The implementation of the CPC model and the palliative care financing approach are expected to save the federal government more than $29 million in cost of care annually.

Current evidence demonstrates that palliative care yields overall cost savings for Medicare while improving outcomes, said Chris Comeaux, chief executive officer of Four Seasons.

"The top 10 percent of Medicare beneficiaries account for over half of total program spending, and more than one-quarter of that spending is incurred during the last year of life," he says. "The project is expected to directly reduce costs of care for patients with advanced or life limiting illness."
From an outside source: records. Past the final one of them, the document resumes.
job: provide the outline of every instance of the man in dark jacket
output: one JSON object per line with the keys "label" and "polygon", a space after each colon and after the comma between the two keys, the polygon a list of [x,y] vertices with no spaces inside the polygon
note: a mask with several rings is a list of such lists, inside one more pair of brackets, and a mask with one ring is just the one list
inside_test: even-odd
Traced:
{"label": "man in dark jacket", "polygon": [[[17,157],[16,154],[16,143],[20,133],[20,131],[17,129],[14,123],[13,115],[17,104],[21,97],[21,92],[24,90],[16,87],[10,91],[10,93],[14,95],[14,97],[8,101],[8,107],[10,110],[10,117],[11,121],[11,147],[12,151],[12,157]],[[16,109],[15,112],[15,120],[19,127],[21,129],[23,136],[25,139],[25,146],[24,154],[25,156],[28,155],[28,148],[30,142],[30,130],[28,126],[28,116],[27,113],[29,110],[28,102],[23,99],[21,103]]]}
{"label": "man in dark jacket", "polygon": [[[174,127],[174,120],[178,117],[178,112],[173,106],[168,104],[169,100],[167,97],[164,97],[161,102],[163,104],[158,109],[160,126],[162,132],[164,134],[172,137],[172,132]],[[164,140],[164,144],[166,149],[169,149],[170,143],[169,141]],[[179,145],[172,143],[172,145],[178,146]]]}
The "Triple Aim" of higher quality, better service and lower costs are an achievement to which healthcare providers aspire. With its partners at Palliative Care Center and Hospice of Catawba Valley, Duke University, and other providers across western North Carolina, Four Seasons commits to making that aim a reality for the residents of its communities, said Comeaux.

“That’s what this is all about,” said Bull. “Achieving the ‘Triple Aim.’ We deliver patient-centered care with shared decision making. How we can do that better. I think it was interesting to the folks at the innovation center. We will be looking at ways we can change the way health care is delivered. Deliver higher quality care where patients and families are satisfied and it costs less.”